Remember Trump ordering a temporary waiver of the Jones Act, to get help to Puerto Rico? What was that all about?

Railroads also lobbied for the Jones Act, fearing that foreign ships would undercut them too in the business of transporting goods. And railroads did benefit, because ships built and crewed by Americans are so much costlier that all other forms of transport are cheaper in comparison. Thus, whereas 40% of Europe’s domestic freight goes by sea, just 2% does in America (despite our 12,383-mile coastline).
The Jones Act not only inflates the cost of U.S. sea transport, above what it would be with open competition; it inflates land transport costs too, by eliminating some of its competition.
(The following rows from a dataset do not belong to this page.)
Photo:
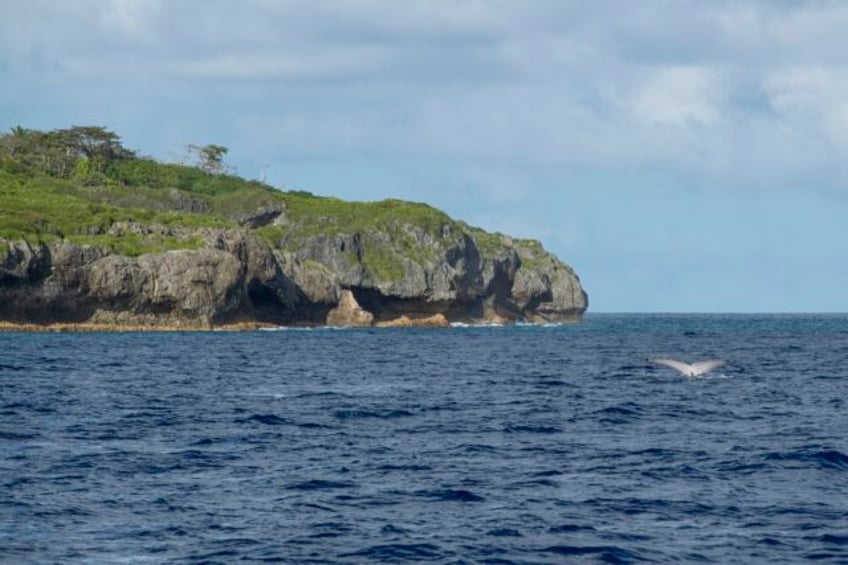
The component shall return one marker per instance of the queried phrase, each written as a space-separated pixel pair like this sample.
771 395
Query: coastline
66 327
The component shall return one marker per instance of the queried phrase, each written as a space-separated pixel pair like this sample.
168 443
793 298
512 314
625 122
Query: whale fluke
690 370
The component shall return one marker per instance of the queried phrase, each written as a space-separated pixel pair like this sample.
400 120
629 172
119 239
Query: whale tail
689 369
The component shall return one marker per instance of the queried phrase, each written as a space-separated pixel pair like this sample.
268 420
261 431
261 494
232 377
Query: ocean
499 445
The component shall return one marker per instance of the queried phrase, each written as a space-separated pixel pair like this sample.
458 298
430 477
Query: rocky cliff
235 276
92 234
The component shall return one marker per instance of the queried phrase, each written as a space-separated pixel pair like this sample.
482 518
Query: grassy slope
38 207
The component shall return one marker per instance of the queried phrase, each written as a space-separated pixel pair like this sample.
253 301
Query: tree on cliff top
210 157
58 152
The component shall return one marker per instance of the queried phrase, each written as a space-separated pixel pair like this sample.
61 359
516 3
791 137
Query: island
95 236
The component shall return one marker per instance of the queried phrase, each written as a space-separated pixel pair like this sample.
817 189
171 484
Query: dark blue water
468 445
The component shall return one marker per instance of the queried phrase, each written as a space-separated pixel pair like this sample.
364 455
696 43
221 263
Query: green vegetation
76 184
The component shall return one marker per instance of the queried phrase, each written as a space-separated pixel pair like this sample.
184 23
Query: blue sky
682 156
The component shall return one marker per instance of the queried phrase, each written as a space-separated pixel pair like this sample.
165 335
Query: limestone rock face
399 275
349 313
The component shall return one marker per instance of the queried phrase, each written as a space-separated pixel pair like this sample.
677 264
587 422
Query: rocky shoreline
235 280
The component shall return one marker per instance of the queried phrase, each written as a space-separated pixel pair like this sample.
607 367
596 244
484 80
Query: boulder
349 313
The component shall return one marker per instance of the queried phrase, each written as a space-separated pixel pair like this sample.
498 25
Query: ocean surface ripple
469 445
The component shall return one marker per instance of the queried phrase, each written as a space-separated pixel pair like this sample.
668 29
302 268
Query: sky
681 156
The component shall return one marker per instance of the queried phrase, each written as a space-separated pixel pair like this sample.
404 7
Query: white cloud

All those higher costs go into the prices for things we buy. Protectionism protects businesses — well, certain favored ones — at the cost of screwing consumers — and other businesses — here, ones that ship their products. Competition always benefits consumers, and the economy as a whole.

That’s why the Jones Act had to be waived for Puerto Rico — there just weren’t enough U.S. ships for the job. Indeed, while the collapse of merchant shipping leaves most of the country with reasonable non-water alternatives, that of course is not true of places like Puerto Rico, Hawaii, or Alaska.

The Jones Act should surely be repealed — but lobbyists from the sailors’ unions and ship owners — the few that are left — are probably still politically powerful enough to prevent it.